Ayşe Böhürler’in son yazısında kendi kişisel gözlemlerine dayanarak Erdoğan’ın kadınların siyasal ve toplumsal hayatta güçlendirilmesi, dezavantajlarının giderilmesi hususunda sergilediği çabaya dair yaptığı şahitliği AK Parti içinde paylaşacak yüzbinlerce kadın vardır.

Erdoğan kadınlar lehine bütün bu uygulamaları yine kadınlar lehine bir eşitsizliği, yani pozitif ayırımcılığı tesis ederek, bunun üzerinde durarak gerçekleştirdi şu ana kadar. Kadınlarla erkeklerin eşit olmadığını söylemek normatif bir ifade değil, mevcut durumda kadınların maruz kaldığı bir eşitsizliğe vurgu yapan bir durum tespitidir. Bu durum tespit edilmeden kadınların eşitsiz durumundan kaynaklanan mağduriyetleri giderilemiyor.

Aslında Erdoğan, kadınların erkekler kadar sosyal, siyasal ve çalışma hayatında hak ettikleri yerlerini alabilmek için mevcut “eşitlik” kavramının yeterli olmadığını ve bu kavramda takılıp kalanların kadının mağduriyetini daha da artırdığını savunuyor. Kadınların eşitsizliğini giderebilmek için kadınlar lehine “biraz daha eşitlik” arıyor. Eşitlik kavramını sorgulaması ona göre kadınları erkeklerin gerisine itecek bir arayış değil, aksine fiili olarak erkeklerle aralarında var olan farkı kapatma arayışıdır.

Kadınların erkeklerle eşit olduğundan hareket edildiğinde, kadının kadınlığından kaynaklanan durumlarının önüne çıkarabileceği doğal engellerle baş etmek mümkün olmaz. Oysa 2010 referandumunda kadınlar lehine yapılacak bazı düzenlemelere kanunlar önünde eşitlik ilkesine müracaatla itiraz edilemeyeceğini anayasa hükmüne bağlayan düzenleme Erdoğan’ın imzasını taşıyor.

Bu çerçevede AK Parti’nin 12 yıllık iktidarı boyunca kadınlar lehine yapılan düzenlemeler tam da bu pozitif ayırımcılık anlayışının izlerini taşıyor.

Daha açıkça ifade etmek gerekirse Erdoğan’ın “eşitsizlik” söylemi kadınlar için “daha fazla eşitlik” anlamına geliyor. Bu eşitliğin gerçekleşebilmesi için farkın gözönünde bulundurulması gerekiyor. Bu da ister istemez “eşitlik” kavramının kadınlar aleyhine suiistimal edilebilme ihtimalini gözeterek “eşdeğerlik” ve “adalet” kavramına daha fazla vurgu yapmayı gerektiriyor.

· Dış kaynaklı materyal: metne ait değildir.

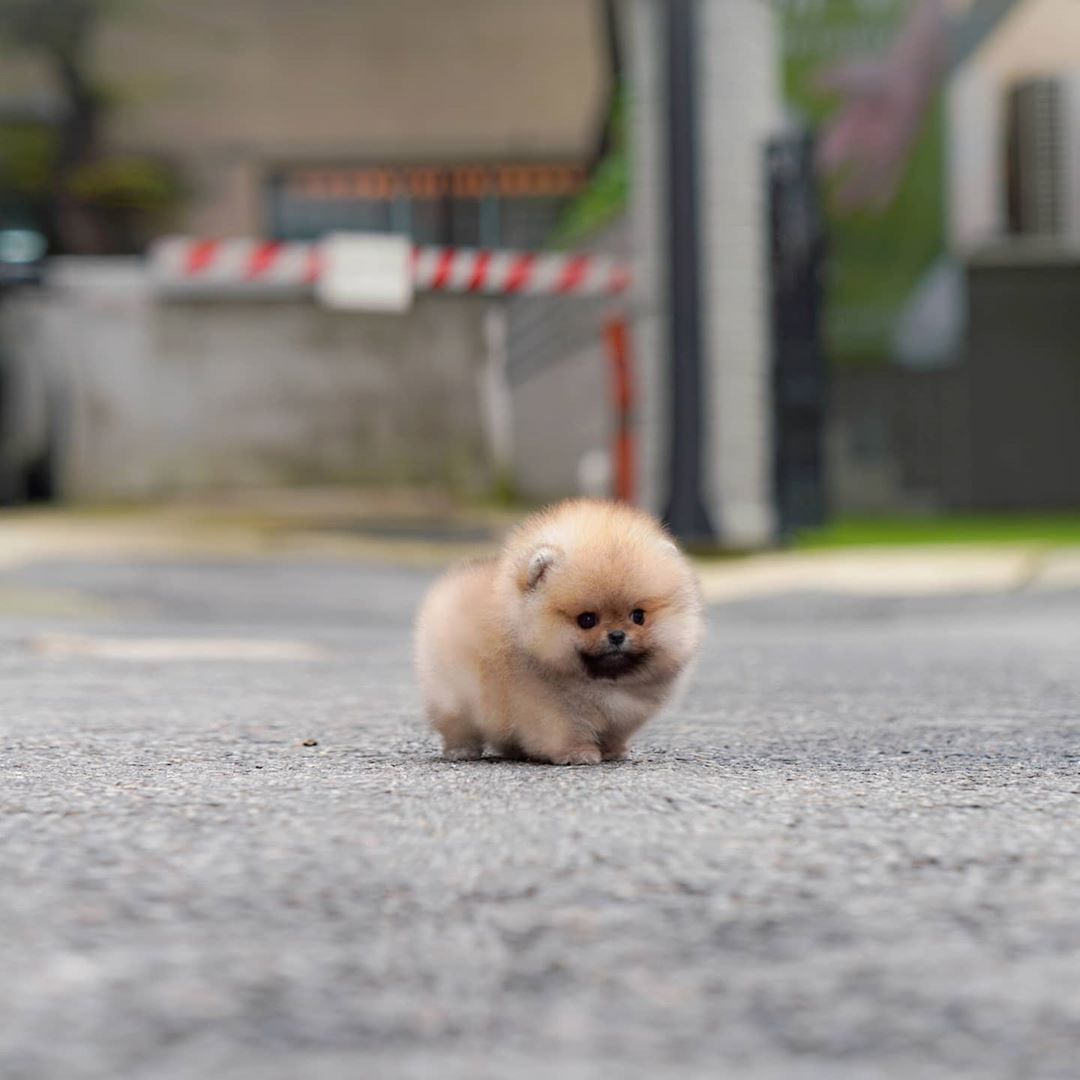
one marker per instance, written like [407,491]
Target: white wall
[173,396]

Buna rağmen Erdoğan’ın konuşmasının özellikle dış basına kadın düşmanı gibi yansıtılmış olması çok manidar olmuştur. Daha önce twitter ve internet konusunda yaşananın aynısıyla, hatta geçtiğimiz hafta Amerika’nın keşfi ile ilgili olarak söylediklerinin maruz kaldığı çarpıtmanın aynısıyla karşılaşmış oldu.

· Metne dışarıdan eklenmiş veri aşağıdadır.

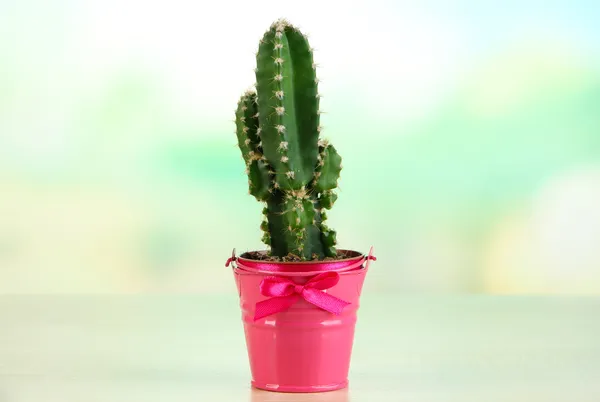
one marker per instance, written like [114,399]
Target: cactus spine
[289,167]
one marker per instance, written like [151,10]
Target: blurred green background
[470,132]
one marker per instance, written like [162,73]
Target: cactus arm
[329,167]
[288,105]
[247,129]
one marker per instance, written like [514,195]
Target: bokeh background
[470,132]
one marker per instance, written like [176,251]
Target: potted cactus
[299,297]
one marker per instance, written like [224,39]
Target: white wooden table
[191,348]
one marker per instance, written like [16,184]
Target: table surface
[191,348]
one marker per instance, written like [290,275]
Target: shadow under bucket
[299,320]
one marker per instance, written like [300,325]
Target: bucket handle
[368,258]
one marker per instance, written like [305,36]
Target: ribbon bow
[284,293]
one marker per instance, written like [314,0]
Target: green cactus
[289,167]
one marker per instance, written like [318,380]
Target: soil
[263,256]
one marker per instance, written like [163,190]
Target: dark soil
[263,256]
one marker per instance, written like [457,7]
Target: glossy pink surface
[302,349]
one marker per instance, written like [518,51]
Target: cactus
[289,167]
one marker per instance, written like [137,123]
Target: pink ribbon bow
[284,293]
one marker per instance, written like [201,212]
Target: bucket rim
[354,256]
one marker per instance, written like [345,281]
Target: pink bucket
[304,344]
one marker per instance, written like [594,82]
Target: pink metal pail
[306,345]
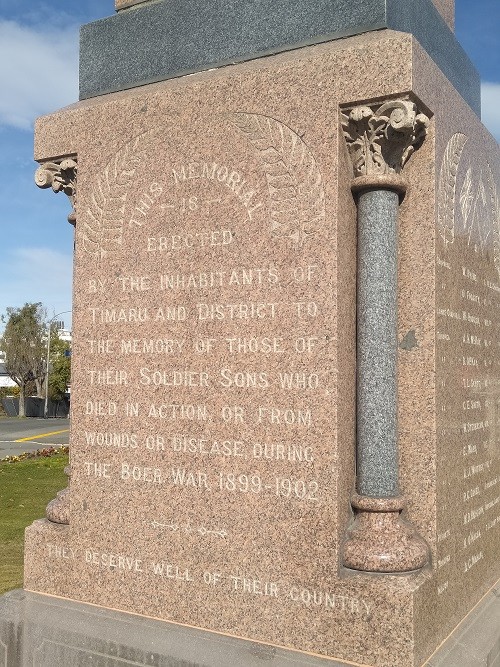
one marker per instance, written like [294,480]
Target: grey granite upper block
[168,38]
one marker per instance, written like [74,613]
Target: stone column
[380,140]
[61,176]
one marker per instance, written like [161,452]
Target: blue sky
[38,74]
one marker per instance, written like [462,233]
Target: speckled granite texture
[213,369]
[164,39]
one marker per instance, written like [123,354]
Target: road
[28,435]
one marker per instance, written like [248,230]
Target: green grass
[26,487]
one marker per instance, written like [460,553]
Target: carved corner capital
[381,138]
[61,176]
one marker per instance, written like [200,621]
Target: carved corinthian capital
[61,177]
[381,138]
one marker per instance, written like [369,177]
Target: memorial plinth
[239,271]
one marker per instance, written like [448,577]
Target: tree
[60,366]
[23,342]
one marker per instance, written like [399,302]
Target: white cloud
[38,71]
[37,274]
[490,101]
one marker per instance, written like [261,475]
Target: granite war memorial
[285,375]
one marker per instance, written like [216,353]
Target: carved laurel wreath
[447,187]
[294,182]
[102,228]
[475,195]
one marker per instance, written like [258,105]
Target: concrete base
[42,631]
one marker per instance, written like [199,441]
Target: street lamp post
[46,407]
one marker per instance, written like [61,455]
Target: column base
[380,540]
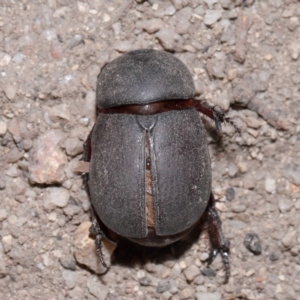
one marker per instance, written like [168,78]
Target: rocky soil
[244,57]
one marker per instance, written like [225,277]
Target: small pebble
[3,270]
[290,239]
[164,285]
[191,272]
[4,59]
[210,3]
[3,214]
[10,91]
[14,155]
[225,3]
[73,146]
[57,196]
[208,272]
[47,160]
[186,293]
[68,263]
[169,39]
[75,41]
[70,277]
[232,170]
[60,112]
[284,204]
[252,243]
[212,16]
[153,25]
[3,128]
[182,20]
[270,185]
[208,296]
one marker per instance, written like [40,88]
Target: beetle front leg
[219,244]
[215,114]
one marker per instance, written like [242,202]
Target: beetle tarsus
[99,249]
[96,230]
[219,244]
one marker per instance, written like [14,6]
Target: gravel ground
[244,57]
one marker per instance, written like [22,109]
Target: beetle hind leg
[219,244]
[104,239]
[96,230]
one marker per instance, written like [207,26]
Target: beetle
[149,178]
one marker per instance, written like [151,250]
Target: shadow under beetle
[150,175]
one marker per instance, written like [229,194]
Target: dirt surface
[244,57]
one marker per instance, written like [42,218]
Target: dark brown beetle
[150,175]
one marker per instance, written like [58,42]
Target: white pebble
[270,185]
[212,16]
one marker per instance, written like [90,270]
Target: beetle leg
[100,231]
[215,114]
[219,244]
[95,229]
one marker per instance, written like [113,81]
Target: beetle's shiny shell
[180,170]
[143,77]
[180,164]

Medya karşısında hakikat çok kırılgan ve savunmasız, ama bazılarının hakikatinin biraz daha kırılgan olduğu anlaşılıyor. Erdoğan’ın hakikatinin bu kadar kolay çarpıtılıyor olması, hiç kuşkusuz onun konumuyla, yaşadığımız dünyaya dair tavırlarıyla ilgilidir.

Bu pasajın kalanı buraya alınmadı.